Here's the part that conscious consumers will love: Alit's website also breaks down exactly how much it costs to produce the wine. For a bottle of Pinot Noir, for example, farming and fruit cost $5.66 overall, and labor is $2.14. Overall, it costs about $15 per bottle. Add in a 45 percent profit of $12.35, and you get the $27.45 price listed online (not including the 3-day shipping).
That might be more than what you're normally willing to fork over for wine; according to Wine Spectator, the average retail purchase of a bottle cost $7.81 in 2015. However, Tarlov has been emphasizing the difference between Alit wines and the kinds that cost $10. Earlier this year, he pointed out to Forbes that the type of organic farming used by Alit — synthetics- and irrigation-free — tends to cost more than traditional methods, raising the price of the wine. On the other hand, that also means the wine itself is supposed to be better quality.
Transparency is increasingly important to many consumers, with nearly three in four millennials saying they view sustainability as a priority when shopping. Who wouldn't want to know how their food is grown, or where their clothes are made? The recent shift toward conscious consumerism has led to the rise of ethical, eco-friendly fashion lines like People Tree, or farm-to-table restaurants that source food locally.

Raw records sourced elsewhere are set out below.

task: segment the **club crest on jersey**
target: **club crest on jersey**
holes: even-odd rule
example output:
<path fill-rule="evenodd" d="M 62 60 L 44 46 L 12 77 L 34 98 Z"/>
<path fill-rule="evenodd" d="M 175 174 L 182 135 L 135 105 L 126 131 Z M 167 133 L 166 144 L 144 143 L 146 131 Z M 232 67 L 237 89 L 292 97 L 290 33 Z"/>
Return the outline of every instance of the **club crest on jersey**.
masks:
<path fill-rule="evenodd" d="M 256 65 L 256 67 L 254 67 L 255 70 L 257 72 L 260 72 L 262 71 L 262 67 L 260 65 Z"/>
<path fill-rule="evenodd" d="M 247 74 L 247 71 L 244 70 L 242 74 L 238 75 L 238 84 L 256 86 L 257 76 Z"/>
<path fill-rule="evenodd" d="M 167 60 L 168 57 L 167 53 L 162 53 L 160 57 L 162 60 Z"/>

The wine industry, however, has a history of being rather opaque; a wine importer once described wine pricing to the New York Times as "more art than science." In addition to the market, perception plays a huge role in wine. Research has shown that when the same wine is priced differently, people prefer the more expensive one, presumably because they assume it's a better wine. Barring extensive research before we buy, most of us are stuck using the price tag as the sole indicator of quality. It's worth noting, though, that organic wines are increasingly available, and there's evidence they really do taste better.
Ideally, Alit's transparency model can serve as a sort of educational tool. If you're going to spend any money on a bottle of wine, you'll know exactly what you're paying for, and you can learn a little about the wine-making process while you're at it. It's making the wine industry accessible to all, and that I can raise a glass to.